Ein Freund aus Jugendtagen hat sich einmal als Gastwirt versucht und dabei blöderweise Umsatz mit Gewinn verwechselt: Die gefüllte Kellnerbrieftasche wurde einfach in der Disco und im Designerladen geleert. Den traurigen Ausgang der Geschichte kann sich jeder auch ohne abgeschlossenes Betriebswirtschaftsstudium ausmalen.

Der Finanzminister und seine europäischen Amtskollegen gehen allerdings nach einem ähnlichen Kellnerbrieftaschen-Prinzip vor: Sie verklickern der Bevölkerung Budgetdefizite und Staatsschuldenstände immer in Relation zum Bruttoinlandsprodukt (BIP), also zur gesamten Wirtschaftsleistung des Landes. Was sie nicht dazusagen: Das BIP können sie ebenso wenig zur Schuldentilgung heranziehen wie der Gastwirt-Freund den Umsatz. Das heißt: Sie können schon. Aber die Pleite ist dann vorprogrammiert. Was ihnen an Finanzspielraum zur Verfügung steht, sind die Staatseinnahmen.
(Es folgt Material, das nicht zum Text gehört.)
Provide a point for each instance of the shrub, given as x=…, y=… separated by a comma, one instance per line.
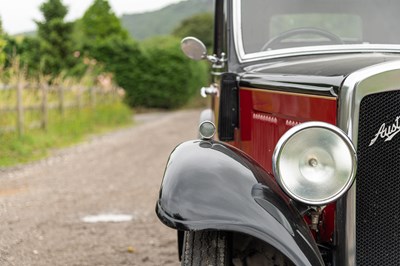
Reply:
x=168, y=78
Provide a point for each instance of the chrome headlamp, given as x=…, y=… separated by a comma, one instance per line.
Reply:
x=314, y=163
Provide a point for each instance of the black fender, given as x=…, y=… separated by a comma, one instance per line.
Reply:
x=214, y=186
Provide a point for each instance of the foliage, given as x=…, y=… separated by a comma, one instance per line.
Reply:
x=98, y=24
x=64, y=131
x=55, y=38
x=167, y=79
x=162, y=22
x=199, y=26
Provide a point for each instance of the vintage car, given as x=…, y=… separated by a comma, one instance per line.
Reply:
x=298, y=158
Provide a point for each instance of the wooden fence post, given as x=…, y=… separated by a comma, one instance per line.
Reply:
x=61, y=106
x=79, y=98
x=44, y=106
x=20, y=108
x=92, y=96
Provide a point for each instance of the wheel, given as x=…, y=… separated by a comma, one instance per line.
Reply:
x=293, y=32
x=205, y=248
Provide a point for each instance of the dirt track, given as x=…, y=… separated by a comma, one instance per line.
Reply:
x=42, y=205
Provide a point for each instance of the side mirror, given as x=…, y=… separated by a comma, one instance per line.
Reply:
x=194, y=48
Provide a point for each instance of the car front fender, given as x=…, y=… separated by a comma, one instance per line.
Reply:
x=210, y=185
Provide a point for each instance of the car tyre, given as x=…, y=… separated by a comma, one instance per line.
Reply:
x=205, y=248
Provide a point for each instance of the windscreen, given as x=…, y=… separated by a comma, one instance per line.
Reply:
x=268, y=25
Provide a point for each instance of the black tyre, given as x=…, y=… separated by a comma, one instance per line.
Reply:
x=205, y=248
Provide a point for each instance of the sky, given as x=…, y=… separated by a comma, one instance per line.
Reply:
x=18, y=15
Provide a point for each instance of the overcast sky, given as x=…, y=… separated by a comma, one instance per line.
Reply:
x=18, y=15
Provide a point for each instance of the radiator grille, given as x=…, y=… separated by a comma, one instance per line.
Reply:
x=378, y=181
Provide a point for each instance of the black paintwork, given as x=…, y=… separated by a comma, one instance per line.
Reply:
x=211, y=185
x=228, y=119
x=317, y=75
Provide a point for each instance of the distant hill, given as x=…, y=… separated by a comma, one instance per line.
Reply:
x=163, y=21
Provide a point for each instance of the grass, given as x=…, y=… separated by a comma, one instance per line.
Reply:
x=71, y=128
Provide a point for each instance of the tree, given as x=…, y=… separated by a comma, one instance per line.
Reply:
x=99, y=23
x=199, y=26
x=55, y=38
Wenn wir die Sache also seriös betrachten, sieht die Lage der heimischen Staatsfinanzen folgendermaßen aus: Die Staatseinnahmen laut Maastricht (Bund, Länder, Gemeinden) lagen im Vorjahr bei 133 Milliarden Euro, die Ausgaben bei 142,9 Milliarden Euro – ergibt ein Defizit von 9,9 Milliarden Euro. Die Schulden des Gesamtstaates liegen derzeit bei 190 Milliarden Euro.

Wenn wir jetzt seriös rechnen, Schulden und Defizit also in Relation zu den erzielten Steuereinnahmen setzen, dann kommen wir auf eine Staatsschuldenquote von 145 Prozent und auf eine Defizitquote von 13,3 Prozent. Das sieht schon wesentlich grimmiger aus als die offiziellen 3,5 Prozent Defizit und 66,5 Prozent Staatsschuldenquote. Kommt aber der Wahrheit deutlich näher. Dass es ringsum noch wesentlich größere Schuldenhallodris gibt, ist nur ein schwacher Trost.

Die ganze Wahrheit ist das aber immer noch nicht – denn in dieser Darstellung fehlen noch die ausgegliederten Schulden. Also die Verbindlichkeiten, die ÖBB, Landesholdings und andere außerbudgetär eingehen, aber selbst weder zurückzahlen können noch wollen. Die dürften die wahre Schuldenquote (bezogen auf die Einnahmen) wohl in die Nähe der 200 Prozent bringen. Der Staat ist jetzt also in der Situation eines Familienvaters, der mit dem Zweifachen seines Jahreseinkommens in der Kreide steht und trotzdem weiter um mehr als zehn Prozent mehr verbraucht, als er einnimmt. Da würde jeder Schuldnerberater den dringenden Tipp geben, sich irgendetwas zu überlegen. Und, wenn nötig, bei den ganz großen Brocken anzufangen.

Einer dieser ganz großen Brocken ist die Bundesbahn. Und hier ist der Reformeifer überschaubar. Die Infrastrukturministerin blickt (wie die meisten ihrer Vorgängerinnen und Vorgänger) offenbar nicht durch. (Das hoffen wir, denn wenn sie den Karren bewusst so an die Wand fahren würde, dann würde das wohl an fahrlässige Krida grenzen.) Und im Übrigen will es sich niemand mit dieser Bauwirtschafts- und Politgünstlingsversorgungsanstalt mit übermächtiger Gewerkschaft anlegen.

Dabei sehen die Fakten dort ziemlich finster aus:

• Die Bahn braucht (je nach Betrachtungsweise) zwischen fünf und sieben Mrd. Euro Zuschuss im Jahr, um damit gerade einmal zwei Mrd. Euro echten Marktumsatz zu erwirtschaften. Das heißt: Sie verschlingt Jahr für Jahr zwischen 3,8 und 5,2 Prozent der gesamten Staatseinnahmen.

• Der Schuldenstand der Bahn liegt derzeit bei 16 Milliarden Euro. Das sind zwölf Prozent der gesamten Staatseinnahmen. Dieser Schuldenstand wird laut Plan demnächst stark steigen. Und er wird de facto zu 100 Prozent (und nicht, wie behauptet, zu 70 Prozent) vom Bund beglichen werden.

• Eisenbahner gehen im Schnitt mit 52 in Pension, weshalb den 40.000 Aktiven rund 70.000 Pensionisten gegenüberstehen. Für die wendet der Staat (Pensionsbeiträge der Eisenbahner schon abgezogen) 1,7 Milliarden Euro auf. Im Schnitt schießt der Steuerzahler damit jedem ÖBB-Pensionisten 24.200 (!) Euro im Jahr zu. Das sind (auf zwölf Monate gerechnet, aber mehr hat das Jahr nun einmal nicht) rund 2000 Euro pro Monat.

Die Bereitschaft, auf politischer Ebene an dieser größten Geldvernichtungsmaschine des Landes irgendetwas zu reparieren, tendiert gegen null. Was nachvollziehbar ist: Ein Unternehmen mit derartigen Kennzahlen ist nicht sanierbar. Da hilft nur der Konkurs und die anschließende Neugründung eines Verkehrsunternehmens. Statt einer Wünsch-dir-was-Maschine für Gewerkschaft und Bauwirtschaft, die nicht vorhandene Milliarden sinnlos in Berglöchern verbohrt.